Archive for August, 2017

A Productive Month So Far

August 14, 2017

I’ve read eight more books since our last meeting including:

The next three volumes in Ellis Peters’ Brother Cadfael mysteries; The Confession of Brother Haluin (#15), The Heretic’s Appprentice (#16) and The Potter’s Field (#17). These were, as always, outstanding. Very immersive and calming, well written and carefully plotted, I really enjoy the time I spend in the 13th century at the Shrewsbury Abbey, and I think you will too. As always, if you like other Cadfael books, you’ll like these, and if you haven’t read any, these are as good a place as any to start.

Hidden History of Civil War Savannah by Michael L. Jordan was a bit of a disappointment. The book is good enough, I suppose for what it is, the problem is there really wasn’t much going on in Savannah during the War. The book was only 160 pages long and the first 112 covered pretty much all the salient facts; A.H., Stephens’ secession speech, the loss of Ft Pulaski, a sketch of Savannah’s defenses, a chapter on the Confederate prison camp and their evacuation of the city when Sherman arrived, Sherman taking the city, and a sketch of the creation and fate of CSS Atlanta. And the book still had to be padded by including a lengthy (30+ pages) recitation of the history of the creation of several CSA monuments in the city. I guess it’s okay if you’re traveling to Savannah and want to get some background, but do yourself a favor and borrow it from the library.

97 Orchard: An Edible History of Five Immigrant Families in One New York Tenement by Jane Ziegelman was also a bit of a disappointment. The book is connected with NYC’s Lower East Side Tenement Museum which has used census records and family reminiscences to create a very specific history of specific families in specific apartments on one NY tenement building. I was expecting a similar project on the dietary history of these families. Instead I got a more generic history of the dietary history of the successive waves of immigrants and how those immigrants influenced American foodways as a whole. It was good enough I suppose, and I did learn a great deal, I just felt like it was oversold.

Shogun by James Clavell is the story of an English pilot of a Portuguese ship cast ashore on 17th century Japan by a storm during the era when daimyo Yoshi Toranaga (a thinly disguised version of Ieyasu Tokugawa) is consolidating political and military power in Japan and establishing his Shogunate.

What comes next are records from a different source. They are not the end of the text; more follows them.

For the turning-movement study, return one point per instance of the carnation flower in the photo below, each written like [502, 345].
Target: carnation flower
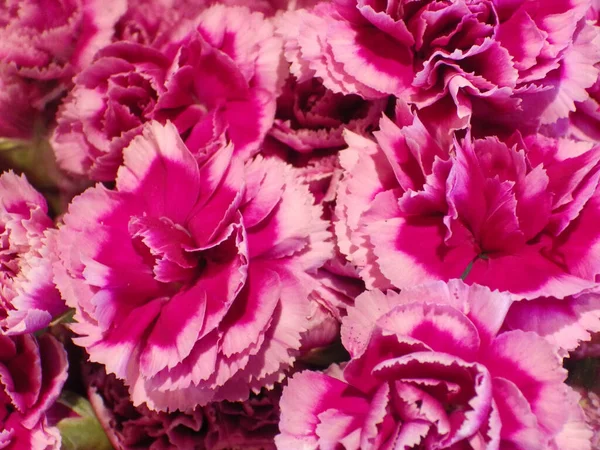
[33, 374]
[591, 407]
[107, 108]
[54, 40]
[213, 80]
[429, 368]
[155, 22]
[17, 106]
[192, 282]
[249, 425]
[230, 66]
[567, 323]
[311, 117]
[585, 119]
[28, 296]
[454, 58]
[517, 216]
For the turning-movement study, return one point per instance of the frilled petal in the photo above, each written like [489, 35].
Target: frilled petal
[565, 322]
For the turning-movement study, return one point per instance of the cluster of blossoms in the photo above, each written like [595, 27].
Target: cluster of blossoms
[300, 224]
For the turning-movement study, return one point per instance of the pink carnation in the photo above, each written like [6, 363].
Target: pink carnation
[311, 117]
[155, 22]
[430, 369]
[585, 119]
[33, 374]
[107, 108]
[20, 105]
[28, 296]
[54, 40]
[456, 58]
[249, 425]
[214, 80]
[228, 66]
[191, 282]
[518, 216]
[567, 323]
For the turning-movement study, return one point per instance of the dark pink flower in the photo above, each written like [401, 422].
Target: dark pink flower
[229, 66]
[517, 216]
[249, 425]
[29, 299]
[215, 80]
[192, 282]
[591, 408]
[455, 58]
[311, 117]
[430, 369]
[33, 374]
[107, 108]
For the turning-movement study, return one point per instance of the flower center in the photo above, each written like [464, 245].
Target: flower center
[167, 248]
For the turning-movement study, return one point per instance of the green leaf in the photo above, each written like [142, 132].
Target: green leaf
[83, 432]
[66, 317]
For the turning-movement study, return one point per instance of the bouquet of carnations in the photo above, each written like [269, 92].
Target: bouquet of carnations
[300, 224]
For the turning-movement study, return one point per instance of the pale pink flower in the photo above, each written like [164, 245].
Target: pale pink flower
[29, 299]
[33, 374]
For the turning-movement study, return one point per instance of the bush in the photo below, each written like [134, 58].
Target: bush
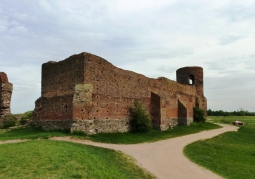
[9, 121]
[140, 120]
[198, 115]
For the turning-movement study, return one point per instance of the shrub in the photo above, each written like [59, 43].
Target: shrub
[198, 115]
[140, 120]
[9, 121]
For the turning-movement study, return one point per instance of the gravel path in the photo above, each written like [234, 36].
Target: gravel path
[165, 159]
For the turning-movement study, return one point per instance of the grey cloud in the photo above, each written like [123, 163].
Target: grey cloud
[230, 39]
[235, 12]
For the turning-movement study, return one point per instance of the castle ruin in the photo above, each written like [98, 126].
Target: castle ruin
[5, 97]
[86, 92]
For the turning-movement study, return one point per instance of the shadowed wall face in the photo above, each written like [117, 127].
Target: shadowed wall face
[86, 92]
[5, 96]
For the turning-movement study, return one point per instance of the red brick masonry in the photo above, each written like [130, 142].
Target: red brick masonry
[86, 92]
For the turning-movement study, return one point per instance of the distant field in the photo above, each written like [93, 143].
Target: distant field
[231, 154]
[57, 159]
[249, 120]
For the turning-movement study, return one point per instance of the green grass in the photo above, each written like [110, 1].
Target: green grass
[231, 154]
[28, 133]
[117, 138]
[57, 159]
[153, 135]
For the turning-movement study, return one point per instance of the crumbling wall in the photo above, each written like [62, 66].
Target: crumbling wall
[5, 97]
[86, 92]
[54, 109]
[193, 76]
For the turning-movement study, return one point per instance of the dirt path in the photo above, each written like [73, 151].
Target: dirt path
[165, 159]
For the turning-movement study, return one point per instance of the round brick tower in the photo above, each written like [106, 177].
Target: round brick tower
[191, 76]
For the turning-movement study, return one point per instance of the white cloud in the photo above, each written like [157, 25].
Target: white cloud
[148, 37]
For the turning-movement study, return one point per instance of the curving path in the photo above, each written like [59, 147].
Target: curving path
[165, 159]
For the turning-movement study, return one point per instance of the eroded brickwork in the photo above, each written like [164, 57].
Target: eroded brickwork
[86, 92]
[5, 97]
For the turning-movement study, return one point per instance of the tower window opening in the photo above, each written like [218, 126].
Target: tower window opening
[191, 79]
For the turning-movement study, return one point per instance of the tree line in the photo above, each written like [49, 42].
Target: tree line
[240, 112]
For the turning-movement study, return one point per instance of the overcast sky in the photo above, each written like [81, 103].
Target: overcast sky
[150, 37]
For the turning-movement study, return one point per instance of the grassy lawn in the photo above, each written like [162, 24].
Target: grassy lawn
[153, 135]
[57, 159]
[117, 138]
[29, 133]
[232, 154]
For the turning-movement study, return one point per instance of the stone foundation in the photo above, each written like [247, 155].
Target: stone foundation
[170, 123]
[185, 121]
[1, 121]
[101, 126]
[54, 124]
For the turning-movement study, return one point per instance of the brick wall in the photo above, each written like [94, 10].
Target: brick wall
[95, 96]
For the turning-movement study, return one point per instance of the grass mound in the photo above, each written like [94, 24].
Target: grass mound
[231, 154]
[57, 159]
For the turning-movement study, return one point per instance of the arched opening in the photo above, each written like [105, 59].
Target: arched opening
[191, 79]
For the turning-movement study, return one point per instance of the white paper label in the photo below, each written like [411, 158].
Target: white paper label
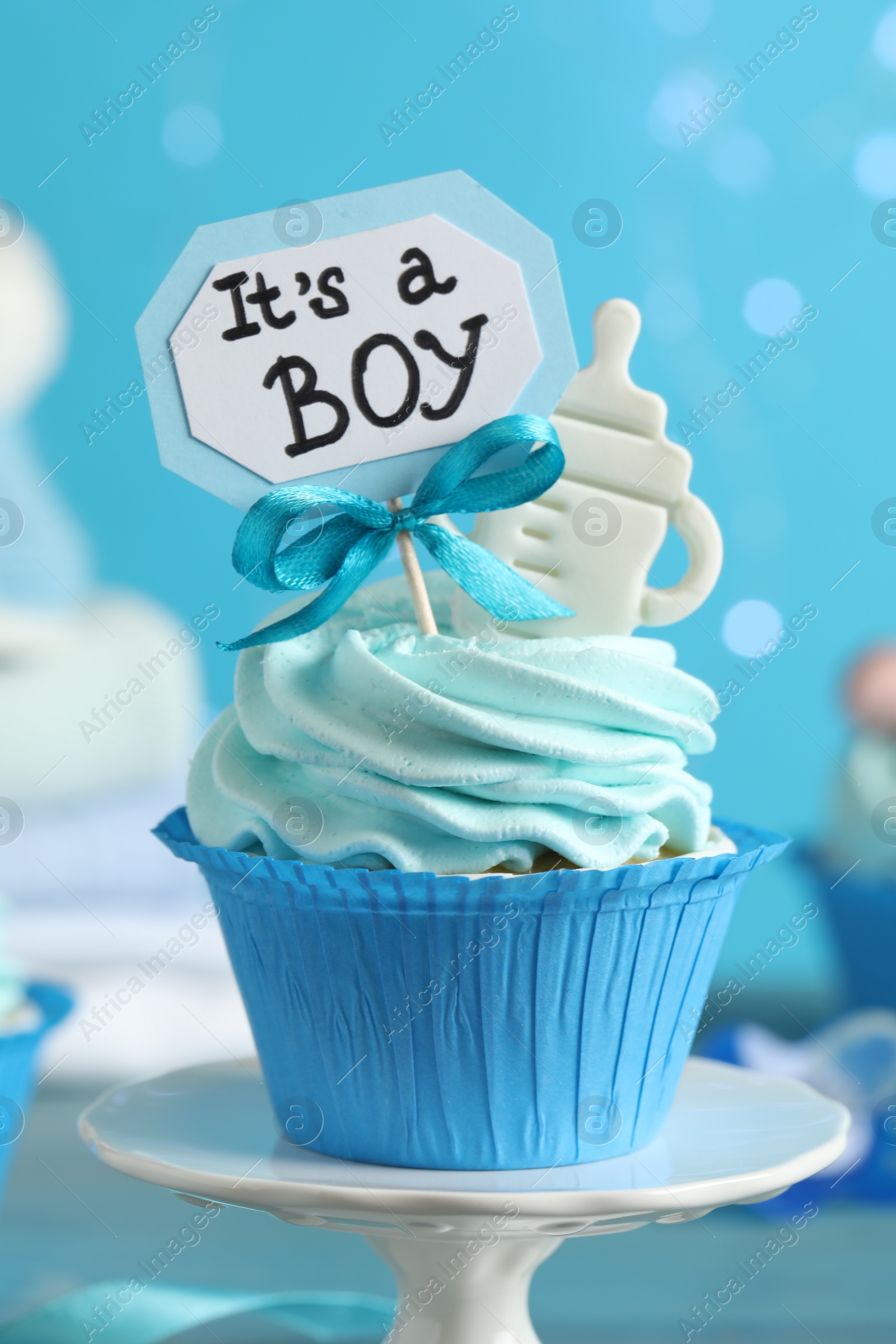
[355, 350]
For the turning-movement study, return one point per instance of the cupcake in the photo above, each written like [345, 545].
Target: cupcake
[856, 862]
[27, 1011]
[472, 895]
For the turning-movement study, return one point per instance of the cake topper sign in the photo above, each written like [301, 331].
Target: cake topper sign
[413, 316]
[356, 348]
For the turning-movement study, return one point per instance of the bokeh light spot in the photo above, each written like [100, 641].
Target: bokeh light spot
[769, 304]
[749, 626]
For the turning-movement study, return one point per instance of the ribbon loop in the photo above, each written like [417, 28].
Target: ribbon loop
[346, 550]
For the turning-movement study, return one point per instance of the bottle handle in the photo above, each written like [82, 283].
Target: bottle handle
[700, 533]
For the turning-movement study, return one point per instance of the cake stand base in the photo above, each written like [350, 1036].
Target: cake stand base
[464, 1245]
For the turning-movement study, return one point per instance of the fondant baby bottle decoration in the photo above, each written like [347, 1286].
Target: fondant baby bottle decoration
[590, 541]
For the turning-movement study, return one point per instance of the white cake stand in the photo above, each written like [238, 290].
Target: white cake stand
[464, 1245]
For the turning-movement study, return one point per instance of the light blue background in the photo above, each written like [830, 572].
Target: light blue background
[567, 108]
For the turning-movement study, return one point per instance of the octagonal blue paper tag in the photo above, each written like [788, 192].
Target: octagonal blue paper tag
[348, 340]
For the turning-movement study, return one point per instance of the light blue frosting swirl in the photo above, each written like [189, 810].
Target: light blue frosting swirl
[365, 744]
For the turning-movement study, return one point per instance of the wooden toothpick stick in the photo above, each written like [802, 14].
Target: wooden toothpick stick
[414, 576]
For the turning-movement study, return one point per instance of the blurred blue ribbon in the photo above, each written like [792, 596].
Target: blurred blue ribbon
[356, 541]
[132, 1312]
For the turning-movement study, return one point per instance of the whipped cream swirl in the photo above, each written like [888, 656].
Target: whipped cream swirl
[367, 745]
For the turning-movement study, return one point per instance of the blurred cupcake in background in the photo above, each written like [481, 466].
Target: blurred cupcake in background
[856, 862]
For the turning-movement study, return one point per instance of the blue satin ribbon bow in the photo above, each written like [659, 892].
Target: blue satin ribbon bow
[351, 545]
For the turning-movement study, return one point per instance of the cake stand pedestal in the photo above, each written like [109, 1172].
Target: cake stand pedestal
[464, 1245]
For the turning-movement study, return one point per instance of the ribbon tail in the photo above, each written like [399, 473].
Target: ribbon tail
[363, 557]
[489, 581]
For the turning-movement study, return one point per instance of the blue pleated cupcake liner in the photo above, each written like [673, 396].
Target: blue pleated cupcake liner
[863, 911]
[473, 1023]
[18, 1056]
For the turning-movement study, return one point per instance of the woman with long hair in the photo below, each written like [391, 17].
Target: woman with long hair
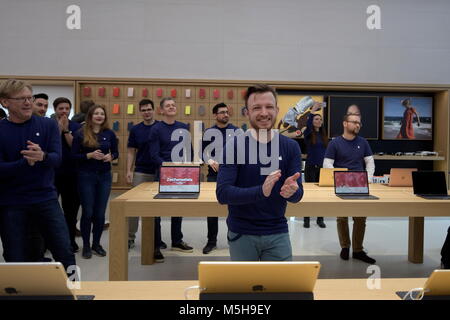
[94, 146]
[316, 141]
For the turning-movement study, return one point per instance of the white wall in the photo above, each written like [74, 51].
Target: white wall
[296, 40]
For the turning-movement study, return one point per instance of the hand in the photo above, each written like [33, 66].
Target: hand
[33, 154]
[290, 186]
[270, 181]
[97, 155]
[107, 157]
[213, 164]
[129, 177]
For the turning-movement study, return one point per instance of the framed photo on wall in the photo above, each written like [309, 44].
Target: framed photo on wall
[294, 111]
[407, 118]
[368, 108]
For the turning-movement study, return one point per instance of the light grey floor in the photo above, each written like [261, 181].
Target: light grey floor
[386, 240]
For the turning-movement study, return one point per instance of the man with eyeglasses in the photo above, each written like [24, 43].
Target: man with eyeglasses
[222, 117]
[30, 150]
[40, 104]
[139, 156]
[353, 152]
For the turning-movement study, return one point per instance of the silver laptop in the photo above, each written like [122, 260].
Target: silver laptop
[430, 185]
[179, 182]
[41, 281]
[352, 185]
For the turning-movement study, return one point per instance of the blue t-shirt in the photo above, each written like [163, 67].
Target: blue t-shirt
[315, 151]
[348, 154]
[161, 144]
[225, 138]
[240, 186]
[107, 141]
[21, 183]
[139, 139]
[68, 164]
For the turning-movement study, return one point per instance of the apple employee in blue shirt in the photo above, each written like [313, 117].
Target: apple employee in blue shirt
[257, 200]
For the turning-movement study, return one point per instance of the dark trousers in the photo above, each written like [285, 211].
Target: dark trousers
[15, 224]
[67, 188]
[213, 222]
[312, 173]
[94, 189]
[445, 252]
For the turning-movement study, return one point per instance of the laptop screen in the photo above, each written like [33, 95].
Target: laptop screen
[429, 182]
[351, 182]
[179, 179]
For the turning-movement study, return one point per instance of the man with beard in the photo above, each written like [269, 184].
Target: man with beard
[257, 193]
[353, 152]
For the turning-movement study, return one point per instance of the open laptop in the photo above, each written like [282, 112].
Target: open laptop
[326, 177]
[430, 185]
[291, 279]
[39, 281]
[401, 177]
[179, 182]
[352, 185]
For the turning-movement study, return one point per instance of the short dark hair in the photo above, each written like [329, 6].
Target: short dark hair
[86, 105]
[259, 88]
[161, 104]
[144, 102]
[61, 100]
[40, 96]
[351, 114]
[219, 105]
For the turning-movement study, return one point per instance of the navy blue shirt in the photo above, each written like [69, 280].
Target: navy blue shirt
[21, 183]
[348, 154]
[68, 164]
[139, 139]
[315, 151]
[107, 141]
[225, 138]
[240, 186]
[160, 141]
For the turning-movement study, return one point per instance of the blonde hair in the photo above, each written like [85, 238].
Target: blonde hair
[89, 136]
[12, 86]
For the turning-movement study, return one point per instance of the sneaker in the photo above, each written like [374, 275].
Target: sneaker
[209, 247]
[345, 253]
[75, 247]
[87, 253]
[320, 223]
[158, 256]
[98, 250]
[182, 246]
[361, 255]
[306, 222]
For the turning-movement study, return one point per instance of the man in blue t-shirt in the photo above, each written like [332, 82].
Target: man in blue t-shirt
[139, 156]
[30, 150]
[161, 151]
[352, 152]
[256, 190]
[226, 130]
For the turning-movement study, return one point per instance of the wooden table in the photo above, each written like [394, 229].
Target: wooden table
[325, 289]
[317, 201]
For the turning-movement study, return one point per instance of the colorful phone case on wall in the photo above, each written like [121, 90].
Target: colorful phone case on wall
[87, 91]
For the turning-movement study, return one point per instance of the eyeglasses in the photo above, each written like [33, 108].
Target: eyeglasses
[23, 99]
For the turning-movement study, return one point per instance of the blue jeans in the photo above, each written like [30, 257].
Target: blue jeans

The book was absolutely enthralling it provides a wealth of information about Japanese history and culture, the early Christian era in Japan, and I literally couldn’t put it down. I watched the mini-series with Richard Chamberlain when it first came out in 1980, and subsequently read the book. I somehow missed that the character Blackthorn was actually based on William Adams a real person whose adventures more or less followed those of the character in the book. Anyway, this one is highly recommended.

Voices from St. Simons: Personal Narratives of an Island’s Past by Stephen Dorster is a collection of oral histories by a series of interesting people who live or lived on St Simon’s Island off the GA Coast. I read it because I grew up in Liberty County GA, just up the coast from SSI and spent a fair amount of time on the island’s beach. It was okay. The era of the reminiscences was from the late 30’s to the early 60’s and didn’t include much of historical interest. Unless you’re headed to the island and are looking for some local flavor, you can skip this one.

The Man Who Would Not Be Washington: Robert E. Lee’s Civil War and His Decision That Changed American History by Jonathan Horn is a weird biography of Lee focusing mostly on his connections to George Washington. I’m not sure about the source of the title, because the author is never explicit about how Lee could have been Washington, but I suppose I do concede that if Lee had accepted command of the US Army being raised to suppress the rebellion, or if he had simply resigned his US commission and sat out the war history would have been changed. Other than that, it was an okay book. The tone was fairly even-handed being neither a polemic against Lee nor a hagiography of him. I suppose it might make a decent first biography from someone who was interested in Lee, but didn’t want to wade through Freeman’s multi-volume opus.